Similarly, Cramer's worried about the price of gasoline. He said that $4 per gallon has always been the breaking point for Americans, the point when there's simply not enough money left over for dining and shopping. "We need gas lower," he said simply.

Third, Cramer said he's concerned with taxes going up. Federal Reserve chairman Ben Bernanke said taxes were a concern, and Cramer said if Bernanke is worried, then he is too.

Fourth, Cramer said he's worried about all of the perma-bears, the naysayers for the last 6,500 Dow points, who are now turning bullish on the markets. When there's nobody left selling, noted Cramer, that's the time to worry.

Finally, Cramer said he's worried about a sell-off on either good or bad news about the Greek debt situation. With the markets rising in the face of the continuing crisis, Cramer said he expects investors to use any resolution to take profits.

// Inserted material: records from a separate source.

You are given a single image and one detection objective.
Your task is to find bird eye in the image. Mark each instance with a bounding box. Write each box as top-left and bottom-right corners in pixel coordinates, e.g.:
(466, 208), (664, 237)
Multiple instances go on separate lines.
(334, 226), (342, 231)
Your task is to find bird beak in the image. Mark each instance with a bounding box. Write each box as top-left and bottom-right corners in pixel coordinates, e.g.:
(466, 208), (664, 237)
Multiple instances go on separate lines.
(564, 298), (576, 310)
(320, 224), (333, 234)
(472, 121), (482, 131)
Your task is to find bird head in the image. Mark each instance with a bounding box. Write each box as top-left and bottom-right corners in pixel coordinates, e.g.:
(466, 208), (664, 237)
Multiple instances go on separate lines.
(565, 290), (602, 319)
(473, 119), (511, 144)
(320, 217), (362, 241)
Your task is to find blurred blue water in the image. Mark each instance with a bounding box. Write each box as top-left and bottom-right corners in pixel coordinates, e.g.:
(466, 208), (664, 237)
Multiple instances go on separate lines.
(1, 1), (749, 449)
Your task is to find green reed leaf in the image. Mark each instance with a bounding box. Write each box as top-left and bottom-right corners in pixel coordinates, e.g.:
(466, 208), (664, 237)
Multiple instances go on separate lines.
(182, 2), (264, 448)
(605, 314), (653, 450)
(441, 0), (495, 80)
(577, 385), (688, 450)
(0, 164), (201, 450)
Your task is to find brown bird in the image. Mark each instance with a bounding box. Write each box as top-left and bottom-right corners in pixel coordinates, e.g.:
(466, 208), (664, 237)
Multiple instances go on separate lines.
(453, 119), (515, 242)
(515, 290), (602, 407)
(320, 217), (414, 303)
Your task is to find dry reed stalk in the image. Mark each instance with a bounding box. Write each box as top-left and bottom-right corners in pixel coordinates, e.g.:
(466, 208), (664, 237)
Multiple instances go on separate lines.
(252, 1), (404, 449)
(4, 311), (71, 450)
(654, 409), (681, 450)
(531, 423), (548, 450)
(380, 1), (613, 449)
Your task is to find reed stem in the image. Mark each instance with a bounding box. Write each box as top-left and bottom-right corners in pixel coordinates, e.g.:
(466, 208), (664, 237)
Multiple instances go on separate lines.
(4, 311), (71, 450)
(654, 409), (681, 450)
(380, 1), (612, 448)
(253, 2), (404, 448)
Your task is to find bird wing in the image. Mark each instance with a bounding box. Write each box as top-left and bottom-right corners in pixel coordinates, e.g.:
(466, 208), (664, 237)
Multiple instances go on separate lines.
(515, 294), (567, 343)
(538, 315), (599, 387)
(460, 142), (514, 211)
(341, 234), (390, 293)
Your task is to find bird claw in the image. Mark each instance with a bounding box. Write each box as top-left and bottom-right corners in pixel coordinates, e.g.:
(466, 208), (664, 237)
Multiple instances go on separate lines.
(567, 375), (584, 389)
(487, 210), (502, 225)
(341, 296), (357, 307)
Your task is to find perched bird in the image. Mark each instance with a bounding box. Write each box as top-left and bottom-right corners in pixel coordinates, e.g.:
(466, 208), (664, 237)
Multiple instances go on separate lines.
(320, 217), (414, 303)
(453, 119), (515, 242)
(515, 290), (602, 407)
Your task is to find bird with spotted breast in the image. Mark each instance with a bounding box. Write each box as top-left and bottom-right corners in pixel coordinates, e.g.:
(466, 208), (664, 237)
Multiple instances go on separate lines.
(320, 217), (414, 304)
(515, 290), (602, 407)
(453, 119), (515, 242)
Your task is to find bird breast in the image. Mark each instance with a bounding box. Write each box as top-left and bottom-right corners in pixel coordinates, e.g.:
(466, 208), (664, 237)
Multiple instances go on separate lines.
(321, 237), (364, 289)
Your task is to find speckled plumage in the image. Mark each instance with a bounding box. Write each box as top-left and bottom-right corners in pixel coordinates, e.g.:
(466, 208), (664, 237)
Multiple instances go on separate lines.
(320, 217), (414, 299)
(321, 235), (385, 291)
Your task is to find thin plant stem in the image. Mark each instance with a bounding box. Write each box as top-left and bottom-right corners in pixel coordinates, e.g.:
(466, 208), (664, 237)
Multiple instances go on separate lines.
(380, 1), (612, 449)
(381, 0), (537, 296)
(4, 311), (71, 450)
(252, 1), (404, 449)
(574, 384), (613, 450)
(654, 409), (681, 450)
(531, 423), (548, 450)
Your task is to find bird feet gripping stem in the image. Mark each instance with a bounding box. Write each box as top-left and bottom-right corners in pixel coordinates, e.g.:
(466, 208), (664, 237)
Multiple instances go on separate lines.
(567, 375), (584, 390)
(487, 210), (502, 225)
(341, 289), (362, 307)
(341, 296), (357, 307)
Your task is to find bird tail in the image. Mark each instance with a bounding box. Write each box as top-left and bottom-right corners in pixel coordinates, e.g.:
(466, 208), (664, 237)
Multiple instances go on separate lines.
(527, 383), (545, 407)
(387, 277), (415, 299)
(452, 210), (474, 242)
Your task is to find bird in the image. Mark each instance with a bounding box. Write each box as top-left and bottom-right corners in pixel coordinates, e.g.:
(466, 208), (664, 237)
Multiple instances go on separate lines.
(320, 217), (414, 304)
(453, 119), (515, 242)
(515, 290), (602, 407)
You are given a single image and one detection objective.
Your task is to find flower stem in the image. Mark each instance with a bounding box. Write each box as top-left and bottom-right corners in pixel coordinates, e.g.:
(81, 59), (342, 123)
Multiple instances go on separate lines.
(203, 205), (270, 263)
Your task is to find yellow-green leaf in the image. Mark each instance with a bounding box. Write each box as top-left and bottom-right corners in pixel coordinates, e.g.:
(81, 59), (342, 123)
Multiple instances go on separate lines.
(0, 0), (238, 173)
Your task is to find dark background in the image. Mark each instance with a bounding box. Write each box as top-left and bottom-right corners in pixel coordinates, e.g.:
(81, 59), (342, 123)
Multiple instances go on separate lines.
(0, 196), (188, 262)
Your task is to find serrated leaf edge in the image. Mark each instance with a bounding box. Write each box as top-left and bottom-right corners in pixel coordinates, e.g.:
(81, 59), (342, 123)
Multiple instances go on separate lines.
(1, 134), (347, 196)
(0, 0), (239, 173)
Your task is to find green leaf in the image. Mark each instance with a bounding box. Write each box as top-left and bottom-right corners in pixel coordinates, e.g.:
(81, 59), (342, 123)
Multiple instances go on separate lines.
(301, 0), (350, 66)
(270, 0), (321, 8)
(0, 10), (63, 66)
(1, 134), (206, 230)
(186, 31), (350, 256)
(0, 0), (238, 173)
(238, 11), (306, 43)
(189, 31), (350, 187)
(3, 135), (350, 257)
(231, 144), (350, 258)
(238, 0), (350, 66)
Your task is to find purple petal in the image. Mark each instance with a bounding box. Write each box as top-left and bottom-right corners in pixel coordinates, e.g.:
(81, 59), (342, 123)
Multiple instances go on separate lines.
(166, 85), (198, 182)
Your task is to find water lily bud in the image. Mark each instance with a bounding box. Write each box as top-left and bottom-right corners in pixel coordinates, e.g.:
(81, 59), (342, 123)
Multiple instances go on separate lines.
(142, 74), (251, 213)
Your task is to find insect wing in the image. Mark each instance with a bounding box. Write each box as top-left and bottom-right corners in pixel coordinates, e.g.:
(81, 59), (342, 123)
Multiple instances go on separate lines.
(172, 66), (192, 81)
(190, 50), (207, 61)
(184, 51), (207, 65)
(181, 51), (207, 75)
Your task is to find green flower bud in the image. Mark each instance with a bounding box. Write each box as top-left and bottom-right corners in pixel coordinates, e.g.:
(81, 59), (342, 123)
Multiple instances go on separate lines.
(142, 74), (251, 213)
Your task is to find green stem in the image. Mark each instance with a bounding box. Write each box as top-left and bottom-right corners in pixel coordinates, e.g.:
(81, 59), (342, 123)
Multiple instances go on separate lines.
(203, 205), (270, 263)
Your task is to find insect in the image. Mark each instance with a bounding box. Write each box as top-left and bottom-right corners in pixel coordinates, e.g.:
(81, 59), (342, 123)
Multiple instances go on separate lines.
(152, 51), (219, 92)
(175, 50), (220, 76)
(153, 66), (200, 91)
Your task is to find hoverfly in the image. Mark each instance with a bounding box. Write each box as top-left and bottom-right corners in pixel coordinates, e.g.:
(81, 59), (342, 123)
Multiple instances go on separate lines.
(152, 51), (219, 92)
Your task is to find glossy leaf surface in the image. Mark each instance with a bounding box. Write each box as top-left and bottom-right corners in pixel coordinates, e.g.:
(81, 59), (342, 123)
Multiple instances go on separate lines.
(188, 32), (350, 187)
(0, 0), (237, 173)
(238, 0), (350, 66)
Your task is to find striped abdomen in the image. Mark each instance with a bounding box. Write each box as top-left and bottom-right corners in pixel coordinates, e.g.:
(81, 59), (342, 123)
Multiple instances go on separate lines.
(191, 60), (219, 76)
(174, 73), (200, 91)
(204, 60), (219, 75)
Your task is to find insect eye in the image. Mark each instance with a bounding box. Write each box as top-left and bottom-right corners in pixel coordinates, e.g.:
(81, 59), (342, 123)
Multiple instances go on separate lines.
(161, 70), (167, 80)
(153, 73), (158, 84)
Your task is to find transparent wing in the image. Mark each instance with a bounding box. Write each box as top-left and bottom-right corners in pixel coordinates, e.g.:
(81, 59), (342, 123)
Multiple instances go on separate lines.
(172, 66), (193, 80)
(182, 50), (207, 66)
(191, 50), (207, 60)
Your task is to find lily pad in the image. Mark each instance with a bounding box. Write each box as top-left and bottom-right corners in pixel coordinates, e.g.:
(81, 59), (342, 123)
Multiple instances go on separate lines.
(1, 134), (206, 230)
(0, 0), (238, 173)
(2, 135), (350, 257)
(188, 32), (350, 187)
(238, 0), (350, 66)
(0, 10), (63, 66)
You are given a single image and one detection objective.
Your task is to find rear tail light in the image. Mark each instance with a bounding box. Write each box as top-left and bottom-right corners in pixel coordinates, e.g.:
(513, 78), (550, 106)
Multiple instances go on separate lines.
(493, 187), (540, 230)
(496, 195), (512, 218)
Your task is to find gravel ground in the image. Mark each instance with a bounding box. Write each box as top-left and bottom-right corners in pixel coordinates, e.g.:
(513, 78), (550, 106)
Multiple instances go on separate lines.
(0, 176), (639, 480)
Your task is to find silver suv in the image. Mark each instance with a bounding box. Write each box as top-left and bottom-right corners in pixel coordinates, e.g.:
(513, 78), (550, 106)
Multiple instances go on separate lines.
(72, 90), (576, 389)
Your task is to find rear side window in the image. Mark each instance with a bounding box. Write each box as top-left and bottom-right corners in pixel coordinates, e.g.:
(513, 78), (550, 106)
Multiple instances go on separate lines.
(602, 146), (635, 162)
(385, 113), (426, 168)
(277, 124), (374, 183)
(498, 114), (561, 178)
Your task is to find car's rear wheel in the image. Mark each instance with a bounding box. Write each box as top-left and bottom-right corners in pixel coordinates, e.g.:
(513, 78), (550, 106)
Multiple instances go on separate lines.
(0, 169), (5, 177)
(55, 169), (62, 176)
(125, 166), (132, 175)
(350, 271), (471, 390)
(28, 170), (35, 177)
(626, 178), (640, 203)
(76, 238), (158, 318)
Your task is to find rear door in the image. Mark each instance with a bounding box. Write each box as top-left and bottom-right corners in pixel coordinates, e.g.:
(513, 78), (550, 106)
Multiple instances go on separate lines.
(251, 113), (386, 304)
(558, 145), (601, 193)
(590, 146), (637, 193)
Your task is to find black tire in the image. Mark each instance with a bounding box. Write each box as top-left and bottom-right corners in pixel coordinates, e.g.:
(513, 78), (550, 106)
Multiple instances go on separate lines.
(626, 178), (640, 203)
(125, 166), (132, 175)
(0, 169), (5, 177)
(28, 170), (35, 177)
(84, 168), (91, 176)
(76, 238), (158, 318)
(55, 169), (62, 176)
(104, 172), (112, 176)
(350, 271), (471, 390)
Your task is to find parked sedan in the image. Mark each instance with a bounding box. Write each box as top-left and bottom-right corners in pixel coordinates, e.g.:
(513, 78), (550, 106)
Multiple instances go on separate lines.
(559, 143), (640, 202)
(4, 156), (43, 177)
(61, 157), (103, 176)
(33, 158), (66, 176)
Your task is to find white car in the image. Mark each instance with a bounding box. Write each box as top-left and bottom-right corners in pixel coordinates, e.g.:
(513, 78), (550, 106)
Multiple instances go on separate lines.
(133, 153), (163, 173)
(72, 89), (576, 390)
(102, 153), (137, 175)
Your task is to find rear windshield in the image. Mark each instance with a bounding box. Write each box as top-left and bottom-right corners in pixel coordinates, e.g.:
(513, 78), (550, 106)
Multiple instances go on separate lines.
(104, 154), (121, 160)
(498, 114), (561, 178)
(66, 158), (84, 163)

But there are also some things Cramer said he's not worried about. Cramer said he's not worried about earnings, for one, as they're terrific. He said he's also not worried about politics. In a simple explanation, Cramer said if Obama wins, then things must be getting better, and if he doesn't, then our president will likely be someone the stock market likes better.

Cramer noted he's also not worried about so-called "stretched valuations." He said that stocks are only expensive when looking through the prism of the past few years. Looking ahead, those valuations are not stretched in the least, he said.